Review: Conducive – Vanterwood Industries, Inc.
Slow-dawning dark ambient horror. The strange factory on the edge of town.
Released on Veinte33 Records
After dark, an unnamed citizen sneaks into Vanterwood Industries: a gigantic industrial factory complex on the edge of town. They capture what they see and return home the next morning. “They think they've figured out what's going on within the factory walls,” remarks the album’s accompanying text, “and it’s too horrifying for words”. Within this narrative, one imagines that the curious trespasser tells no one. Perhaps they’re too traumatised to articulate it. Perhaps they’re fearful of repercussion. And so the album’s menacing contradiction is perpetuated: this gigantic industrial structure, which looms over the neighbourhood and doubtless employs many of its residents, manages to maintain secrecy regarding its primary function. Structurally, the album centres on this inside/outside dynamic: two long tracks forefront the grim cacophony within the factory walls, while a two-minute field recording captures the external sounds of passing cars and conversation in the daytime, during which one imagines the unnamed citizen to be taking speculative photographs of the structure’s exterior.

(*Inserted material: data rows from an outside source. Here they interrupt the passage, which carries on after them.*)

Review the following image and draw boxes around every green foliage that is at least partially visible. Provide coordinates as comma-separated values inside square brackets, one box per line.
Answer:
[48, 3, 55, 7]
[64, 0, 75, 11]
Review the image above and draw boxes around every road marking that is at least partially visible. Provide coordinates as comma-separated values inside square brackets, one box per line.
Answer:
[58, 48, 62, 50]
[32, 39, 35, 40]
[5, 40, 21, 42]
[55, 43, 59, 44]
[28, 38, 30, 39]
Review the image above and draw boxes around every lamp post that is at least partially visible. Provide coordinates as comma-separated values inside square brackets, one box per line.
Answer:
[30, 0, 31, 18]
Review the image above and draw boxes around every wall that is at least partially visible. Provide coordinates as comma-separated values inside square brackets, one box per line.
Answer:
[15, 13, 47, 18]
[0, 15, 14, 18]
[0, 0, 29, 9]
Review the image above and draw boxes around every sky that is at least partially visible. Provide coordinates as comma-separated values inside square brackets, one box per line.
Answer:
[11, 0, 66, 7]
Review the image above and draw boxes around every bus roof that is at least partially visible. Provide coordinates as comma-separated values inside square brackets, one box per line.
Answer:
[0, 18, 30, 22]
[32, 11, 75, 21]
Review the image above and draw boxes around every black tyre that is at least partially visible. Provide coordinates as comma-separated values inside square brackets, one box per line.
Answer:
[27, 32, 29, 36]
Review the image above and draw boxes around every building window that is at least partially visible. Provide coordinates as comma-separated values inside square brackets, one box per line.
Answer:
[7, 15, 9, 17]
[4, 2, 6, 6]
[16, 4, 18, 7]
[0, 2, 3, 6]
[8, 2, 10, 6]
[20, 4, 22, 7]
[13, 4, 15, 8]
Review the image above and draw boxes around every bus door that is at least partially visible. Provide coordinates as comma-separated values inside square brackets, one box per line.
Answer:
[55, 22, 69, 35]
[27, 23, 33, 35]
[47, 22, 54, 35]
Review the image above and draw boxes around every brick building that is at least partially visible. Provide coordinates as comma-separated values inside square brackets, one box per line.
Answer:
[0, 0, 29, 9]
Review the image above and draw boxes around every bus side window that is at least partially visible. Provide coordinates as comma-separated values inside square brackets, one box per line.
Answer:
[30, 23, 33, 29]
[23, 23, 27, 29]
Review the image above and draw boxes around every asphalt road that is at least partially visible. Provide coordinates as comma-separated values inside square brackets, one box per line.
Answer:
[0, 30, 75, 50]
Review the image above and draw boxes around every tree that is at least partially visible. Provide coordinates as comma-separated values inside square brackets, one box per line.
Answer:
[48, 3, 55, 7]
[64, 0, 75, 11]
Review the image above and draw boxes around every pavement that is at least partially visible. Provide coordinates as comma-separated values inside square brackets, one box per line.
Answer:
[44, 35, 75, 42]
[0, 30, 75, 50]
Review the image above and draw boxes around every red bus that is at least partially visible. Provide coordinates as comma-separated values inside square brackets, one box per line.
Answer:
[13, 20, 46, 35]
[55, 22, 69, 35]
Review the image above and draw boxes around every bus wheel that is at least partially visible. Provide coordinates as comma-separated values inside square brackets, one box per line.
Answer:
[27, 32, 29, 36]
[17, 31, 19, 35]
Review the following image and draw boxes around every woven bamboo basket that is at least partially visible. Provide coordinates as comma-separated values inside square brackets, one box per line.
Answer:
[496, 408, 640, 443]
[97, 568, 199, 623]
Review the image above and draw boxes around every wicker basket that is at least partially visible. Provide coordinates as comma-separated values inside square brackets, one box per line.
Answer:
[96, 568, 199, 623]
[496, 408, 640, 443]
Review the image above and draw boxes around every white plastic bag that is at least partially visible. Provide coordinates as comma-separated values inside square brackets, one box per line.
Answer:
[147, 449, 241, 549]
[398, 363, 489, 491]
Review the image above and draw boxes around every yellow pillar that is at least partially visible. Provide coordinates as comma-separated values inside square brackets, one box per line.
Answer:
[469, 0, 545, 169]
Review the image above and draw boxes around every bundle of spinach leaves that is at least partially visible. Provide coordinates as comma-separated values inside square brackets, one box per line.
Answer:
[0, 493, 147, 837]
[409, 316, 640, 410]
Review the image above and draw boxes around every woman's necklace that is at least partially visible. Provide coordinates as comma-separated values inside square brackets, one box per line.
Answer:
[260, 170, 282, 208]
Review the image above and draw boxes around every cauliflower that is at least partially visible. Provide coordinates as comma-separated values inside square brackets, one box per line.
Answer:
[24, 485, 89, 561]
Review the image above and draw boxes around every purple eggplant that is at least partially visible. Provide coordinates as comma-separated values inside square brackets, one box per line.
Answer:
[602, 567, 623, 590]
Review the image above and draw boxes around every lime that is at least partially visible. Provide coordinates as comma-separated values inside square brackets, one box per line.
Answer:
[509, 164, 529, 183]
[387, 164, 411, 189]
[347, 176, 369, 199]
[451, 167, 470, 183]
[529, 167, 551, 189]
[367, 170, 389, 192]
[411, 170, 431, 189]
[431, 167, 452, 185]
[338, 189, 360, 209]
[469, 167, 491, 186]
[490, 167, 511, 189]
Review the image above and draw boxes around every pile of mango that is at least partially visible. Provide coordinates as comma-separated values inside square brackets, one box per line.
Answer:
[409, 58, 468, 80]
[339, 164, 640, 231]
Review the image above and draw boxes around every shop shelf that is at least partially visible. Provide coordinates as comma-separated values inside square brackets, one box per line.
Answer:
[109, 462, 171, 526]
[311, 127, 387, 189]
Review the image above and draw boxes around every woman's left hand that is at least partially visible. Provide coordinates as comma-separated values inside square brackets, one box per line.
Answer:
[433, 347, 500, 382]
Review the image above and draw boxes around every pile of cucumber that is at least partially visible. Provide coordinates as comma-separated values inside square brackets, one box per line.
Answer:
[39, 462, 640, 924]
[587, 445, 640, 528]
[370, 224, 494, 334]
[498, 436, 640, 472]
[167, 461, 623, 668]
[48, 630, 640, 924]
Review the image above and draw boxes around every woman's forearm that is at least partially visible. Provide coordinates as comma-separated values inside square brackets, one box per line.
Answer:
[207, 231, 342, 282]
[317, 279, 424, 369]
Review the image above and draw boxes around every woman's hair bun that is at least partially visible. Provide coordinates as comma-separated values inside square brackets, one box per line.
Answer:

Sonically, the album channels this exact combination of conspicuousness and mystery. Strange loops are concealed with an emission smog, and while it’s possible to detect a harmonic energy to these repeating patterns, they never adopt a discernible shape, crouched instead within airs that thicken, through imperceptibly slow evolutions, from dark ambient wisps into sputtering harsh noise. The mental imagery is vivid and dreadful: it’s pitch-black, save for the ghoulish-green “ON” lights of machinery modules and the pale infiltration of moonlight. Shadows depict the toothed edges of cogs and the quiver of rotating engine belts. No one else is around. The gradual ascent in volume could resemble the machine’s accelerating productivity, or the slow-dawning inside the mind of the unnamed citizen: the intensifying speculations regarding the factory’s raison d’être, through which strands of disparate thoughts are bound together into a horrifying conclusion. They will never tell, and we will never know.